Post please, I don't believe I've seen it. I had some email problems over the
weekend due to my / partition being in bad need of an fsck. 2.6.24 running
tickless was a friggin nightmare.
>> Thats why I'm asking about Schiling Tar, aka S-Tar. Does that fix the
>> problem?, and can amanda use it?
>
>Yes, but its semantics are very different from GNU Tar -- it's not a
>drop-in fix.
I was afraid of that.
>> The ultimate weapon of course in any philosophical war, which this is, is
>> to fork tar and fix it if STar isn't usable. At this point, and while I'm
>> not capable of doing it, I'm not a bit allergic to the fork idea. Its
>> bitten me so often that I'll alpha test anybodies efforts in that regard.
>> Gleefully.
>
>Sure, but threatening a fork is un-diplomatic, and not called for just
>yet. Let's start with a concerted public-relations effort :)

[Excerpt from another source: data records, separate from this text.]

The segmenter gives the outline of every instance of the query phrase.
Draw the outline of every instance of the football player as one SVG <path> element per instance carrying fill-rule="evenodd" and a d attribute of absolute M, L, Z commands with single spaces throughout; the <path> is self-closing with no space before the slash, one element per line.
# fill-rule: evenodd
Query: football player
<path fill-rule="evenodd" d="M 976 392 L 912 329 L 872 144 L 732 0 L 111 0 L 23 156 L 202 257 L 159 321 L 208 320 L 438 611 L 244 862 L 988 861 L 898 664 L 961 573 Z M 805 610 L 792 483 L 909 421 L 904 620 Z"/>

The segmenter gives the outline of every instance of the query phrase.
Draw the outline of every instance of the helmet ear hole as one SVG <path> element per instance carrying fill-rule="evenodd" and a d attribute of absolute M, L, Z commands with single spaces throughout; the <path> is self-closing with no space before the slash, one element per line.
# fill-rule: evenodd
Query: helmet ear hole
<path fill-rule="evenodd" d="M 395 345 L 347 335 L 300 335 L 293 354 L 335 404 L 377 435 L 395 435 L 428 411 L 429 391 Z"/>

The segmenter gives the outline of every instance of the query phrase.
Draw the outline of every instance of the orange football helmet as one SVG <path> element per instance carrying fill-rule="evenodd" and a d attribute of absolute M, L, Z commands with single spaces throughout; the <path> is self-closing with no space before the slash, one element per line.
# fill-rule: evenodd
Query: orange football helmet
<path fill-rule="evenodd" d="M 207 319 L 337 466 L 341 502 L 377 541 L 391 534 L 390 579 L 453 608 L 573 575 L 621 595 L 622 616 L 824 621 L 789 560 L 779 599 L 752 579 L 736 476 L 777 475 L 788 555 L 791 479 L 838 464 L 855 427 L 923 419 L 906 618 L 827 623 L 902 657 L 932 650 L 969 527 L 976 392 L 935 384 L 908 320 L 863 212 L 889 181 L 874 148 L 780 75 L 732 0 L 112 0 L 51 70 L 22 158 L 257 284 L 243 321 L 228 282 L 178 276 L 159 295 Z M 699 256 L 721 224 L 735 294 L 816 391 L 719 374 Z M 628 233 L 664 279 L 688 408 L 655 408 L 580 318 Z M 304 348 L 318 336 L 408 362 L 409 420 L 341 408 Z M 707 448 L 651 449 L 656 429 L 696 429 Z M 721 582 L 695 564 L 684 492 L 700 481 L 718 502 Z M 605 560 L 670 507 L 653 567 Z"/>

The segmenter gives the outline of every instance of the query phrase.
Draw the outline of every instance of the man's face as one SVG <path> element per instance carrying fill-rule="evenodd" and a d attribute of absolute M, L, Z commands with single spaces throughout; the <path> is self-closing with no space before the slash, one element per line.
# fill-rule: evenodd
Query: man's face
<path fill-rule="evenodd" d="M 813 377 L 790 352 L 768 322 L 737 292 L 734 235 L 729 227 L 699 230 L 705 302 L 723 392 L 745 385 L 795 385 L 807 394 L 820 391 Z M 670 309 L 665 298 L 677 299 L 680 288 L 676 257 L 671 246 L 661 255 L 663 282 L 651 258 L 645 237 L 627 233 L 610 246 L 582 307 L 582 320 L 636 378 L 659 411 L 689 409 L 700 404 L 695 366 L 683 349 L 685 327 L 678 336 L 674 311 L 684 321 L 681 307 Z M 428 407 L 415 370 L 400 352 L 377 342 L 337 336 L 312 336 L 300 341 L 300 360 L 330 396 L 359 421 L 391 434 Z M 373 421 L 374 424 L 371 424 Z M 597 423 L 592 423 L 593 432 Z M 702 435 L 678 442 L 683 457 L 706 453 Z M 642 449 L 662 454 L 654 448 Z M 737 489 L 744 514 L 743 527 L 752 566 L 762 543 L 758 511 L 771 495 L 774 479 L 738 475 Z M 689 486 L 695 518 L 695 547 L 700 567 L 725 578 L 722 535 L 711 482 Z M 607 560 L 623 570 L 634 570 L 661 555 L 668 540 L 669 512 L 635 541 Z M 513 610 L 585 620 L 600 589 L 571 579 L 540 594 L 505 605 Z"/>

I doubt if my messages on the subject were the only ones they got, and from
the attitude displayed in the replies I got, a fork IS the next step. They
are immovable on the subject. They consider that a change in the device
mapping numbers are prima-faci evidence of a stolen tar file trying to be
recovered to a disk that they don't belong to. A huge security problem in
their view.
>> Humm, didn't we have some scripts that could inspect and repair the index
>> files when this happened? Probably lost when I woke up one morning and
>> found my well developed FC6 install wasn't re-bootable, LSN0 on /dev/hda
>> had one non-zero byte left in it.
>
>Yep -- it's called tar-snapshot-edit, and it's available in recent
>releases of GNU Tar. Just google for it.
I'll do that, got it.
Thanks, Dustin.
--
Cheers, Gene
"There are four boxes to be used in defense of liberty:
soap, ballot, jury, and ammo. Please use in that order."
-Ed Howdershelt (Author)
The end of labor is to gain leisure.